The mineral wealth of North and South Kivu, where small artisanal mines have provided enormous wealth for local warlords, including the FDLR, also gives the Rwandans an incentive to extend their stay in Congo, no matter their promises of a 15-day operation.
"When you consider the natural resources in this territory," says Mr. Lacaille, "it is difficult to withdraw without guarantees that one will continue to benefit from those resources."
In Congo's capital, Kinshasa, Communications Minister Laurent Mende announced the joint operation between Rwanda and Congo on Tuesday, saying, "We have extended an invitation to the Rwandan Army," which has a "mandate" to hunt the FDLR.
Left out of decisionmaking on this joint operation is the 17,000-man United Nations peacekeeping force called MONUC.
With some 6,000 troops in the Kivu provinces and a recently strengthened mandate from the UN Security Council to protect civilian populations, even against actions by the Congolese Army, MONUC has been put into a difficult position.
Should it intervene to halt military operations by the host government?
Or should it cooperate with the operation, even if it means working hand inhand with a top commander of the local Congolese Tutsi CNDP militia, Bosco Ntaganda, who has been indicted by the International Criminal Court for war crimes.
General Ntaganda has apparently recently ousted Gen. Laurent Nkunda as leader of the CNDP, after a falling out over Ntaganda's massacre of civilians in December in the Congolese village of Kiwanja.
"This man is wanted by the ICC," says Van Woudenberg. "Congo is under obligation to arrest Ntaganda, not cooperate with him."
A complex situation
But UN humanitarian officers say that the situation in the Kivus is much more complex than that.
Atrocities have been committed even by members of the Congolese Army, including looting and raping of civilians by Congolese soldiers during their disorganized retreat last November, ahead of a massive assault on Goma by General Nkunda's forces.

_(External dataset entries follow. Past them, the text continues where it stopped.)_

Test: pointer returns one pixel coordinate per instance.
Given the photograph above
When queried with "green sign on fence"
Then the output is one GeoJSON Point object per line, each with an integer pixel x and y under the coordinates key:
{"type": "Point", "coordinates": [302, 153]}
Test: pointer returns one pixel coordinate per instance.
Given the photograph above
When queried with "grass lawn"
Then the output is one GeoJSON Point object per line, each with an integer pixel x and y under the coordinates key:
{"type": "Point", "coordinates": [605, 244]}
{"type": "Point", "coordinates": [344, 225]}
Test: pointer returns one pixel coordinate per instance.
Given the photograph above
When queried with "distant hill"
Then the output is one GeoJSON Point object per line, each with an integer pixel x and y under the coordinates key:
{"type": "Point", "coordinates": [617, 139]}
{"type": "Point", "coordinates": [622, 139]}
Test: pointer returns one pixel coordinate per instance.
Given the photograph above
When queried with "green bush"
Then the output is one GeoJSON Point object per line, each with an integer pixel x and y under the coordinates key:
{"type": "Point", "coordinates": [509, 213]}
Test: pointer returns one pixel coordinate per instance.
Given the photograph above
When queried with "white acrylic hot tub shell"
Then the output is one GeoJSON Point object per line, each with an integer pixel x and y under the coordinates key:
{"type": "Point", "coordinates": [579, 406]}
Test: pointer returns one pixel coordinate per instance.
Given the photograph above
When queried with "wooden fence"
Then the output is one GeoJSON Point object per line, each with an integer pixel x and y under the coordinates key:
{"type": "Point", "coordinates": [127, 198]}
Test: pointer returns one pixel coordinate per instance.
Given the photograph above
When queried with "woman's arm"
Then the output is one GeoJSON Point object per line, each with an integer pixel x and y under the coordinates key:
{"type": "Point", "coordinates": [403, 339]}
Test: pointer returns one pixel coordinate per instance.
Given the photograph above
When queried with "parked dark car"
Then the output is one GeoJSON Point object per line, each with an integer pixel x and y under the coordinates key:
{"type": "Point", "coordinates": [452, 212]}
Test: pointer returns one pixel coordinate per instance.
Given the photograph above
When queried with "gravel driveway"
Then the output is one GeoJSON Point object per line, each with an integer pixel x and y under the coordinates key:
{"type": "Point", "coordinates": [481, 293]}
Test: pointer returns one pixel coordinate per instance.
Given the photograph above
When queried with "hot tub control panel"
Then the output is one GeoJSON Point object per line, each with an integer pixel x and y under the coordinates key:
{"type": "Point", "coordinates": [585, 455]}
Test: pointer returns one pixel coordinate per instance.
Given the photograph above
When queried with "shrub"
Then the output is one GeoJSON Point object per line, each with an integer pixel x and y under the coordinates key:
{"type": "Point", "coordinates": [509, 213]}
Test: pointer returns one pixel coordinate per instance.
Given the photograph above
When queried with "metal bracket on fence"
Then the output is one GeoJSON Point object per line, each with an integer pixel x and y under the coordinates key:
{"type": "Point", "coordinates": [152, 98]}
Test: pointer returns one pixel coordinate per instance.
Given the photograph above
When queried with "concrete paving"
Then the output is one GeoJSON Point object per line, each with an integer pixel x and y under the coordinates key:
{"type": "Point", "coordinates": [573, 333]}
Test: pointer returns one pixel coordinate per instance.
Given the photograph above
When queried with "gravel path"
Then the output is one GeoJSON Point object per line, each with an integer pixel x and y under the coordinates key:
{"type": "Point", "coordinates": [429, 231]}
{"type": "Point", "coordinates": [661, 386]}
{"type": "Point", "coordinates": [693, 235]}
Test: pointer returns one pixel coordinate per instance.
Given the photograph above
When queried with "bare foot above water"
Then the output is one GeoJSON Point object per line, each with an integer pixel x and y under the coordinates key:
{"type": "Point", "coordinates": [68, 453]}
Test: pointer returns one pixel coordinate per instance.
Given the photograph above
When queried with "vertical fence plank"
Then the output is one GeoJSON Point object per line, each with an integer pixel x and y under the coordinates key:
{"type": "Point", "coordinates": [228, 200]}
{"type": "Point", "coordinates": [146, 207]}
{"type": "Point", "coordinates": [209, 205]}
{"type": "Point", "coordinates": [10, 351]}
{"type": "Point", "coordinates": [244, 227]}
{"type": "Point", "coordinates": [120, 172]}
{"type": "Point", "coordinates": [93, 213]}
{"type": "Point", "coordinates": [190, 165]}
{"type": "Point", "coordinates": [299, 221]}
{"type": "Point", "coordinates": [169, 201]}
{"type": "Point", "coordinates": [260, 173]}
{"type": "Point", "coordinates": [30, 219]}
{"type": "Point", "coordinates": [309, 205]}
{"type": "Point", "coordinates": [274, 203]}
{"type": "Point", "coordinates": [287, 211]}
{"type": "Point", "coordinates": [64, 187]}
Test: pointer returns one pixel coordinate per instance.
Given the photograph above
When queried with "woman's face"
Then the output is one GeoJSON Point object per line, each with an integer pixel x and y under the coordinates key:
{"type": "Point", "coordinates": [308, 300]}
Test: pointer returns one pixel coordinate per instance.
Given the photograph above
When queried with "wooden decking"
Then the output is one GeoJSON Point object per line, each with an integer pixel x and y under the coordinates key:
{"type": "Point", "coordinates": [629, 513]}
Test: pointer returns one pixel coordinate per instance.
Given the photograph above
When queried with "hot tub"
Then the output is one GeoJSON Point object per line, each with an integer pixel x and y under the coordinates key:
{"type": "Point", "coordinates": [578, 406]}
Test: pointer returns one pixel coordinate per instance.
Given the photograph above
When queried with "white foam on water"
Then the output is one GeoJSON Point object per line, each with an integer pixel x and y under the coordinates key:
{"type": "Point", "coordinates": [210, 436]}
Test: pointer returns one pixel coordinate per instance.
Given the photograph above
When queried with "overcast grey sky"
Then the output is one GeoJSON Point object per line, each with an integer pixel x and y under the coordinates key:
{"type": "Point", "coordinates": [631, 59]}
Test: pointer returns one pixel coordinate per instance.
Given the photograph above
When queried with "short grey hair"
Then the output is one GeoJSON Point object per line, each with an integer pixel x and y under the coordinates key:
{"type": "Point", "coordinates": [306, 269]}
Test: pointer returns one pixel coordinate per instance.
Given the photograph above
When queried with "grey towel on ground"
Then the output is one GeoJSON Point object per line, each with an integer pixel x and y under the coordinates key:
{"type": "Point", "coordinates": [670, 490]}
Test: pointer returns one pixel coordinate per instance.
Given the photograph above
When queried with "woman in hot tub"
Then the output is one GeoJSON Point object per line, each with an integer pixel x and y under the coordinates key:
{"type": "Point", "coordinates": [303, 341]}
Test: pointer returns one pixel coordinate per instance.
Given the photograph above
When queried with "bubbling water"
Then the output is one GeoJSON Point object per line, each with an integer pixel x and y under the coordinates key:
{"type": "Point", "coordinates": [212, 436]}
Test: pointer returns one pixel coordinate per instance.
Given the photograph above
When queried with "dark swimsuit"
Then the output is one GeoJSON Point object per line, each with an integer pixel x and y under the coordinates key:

Talks in Nairobi between Nkunda's CNDP and the Congolese government were thought to be the one chance to resolve these disputes peacefully, without further casualties, but those have now been cast into deep question.
Sponsored by a group of nations from Africa's Great Lakes region, and led by former Nigerian President Olusegun Obasanjo, the talks are due to reconvene on Jan. 25. But will the CNDP team represent Nkunda, or will they be speaking for the self-proclaimed new CNDP leader, and accused war criminal, Gen. Ntaganda?
Referring to Ntaganda, a UN official in Nairobi admits, "This man is a murderer," but adds, "We humanitarians will talk with anyone, and whatever we can do to alleviate the suffering of people, we will do it."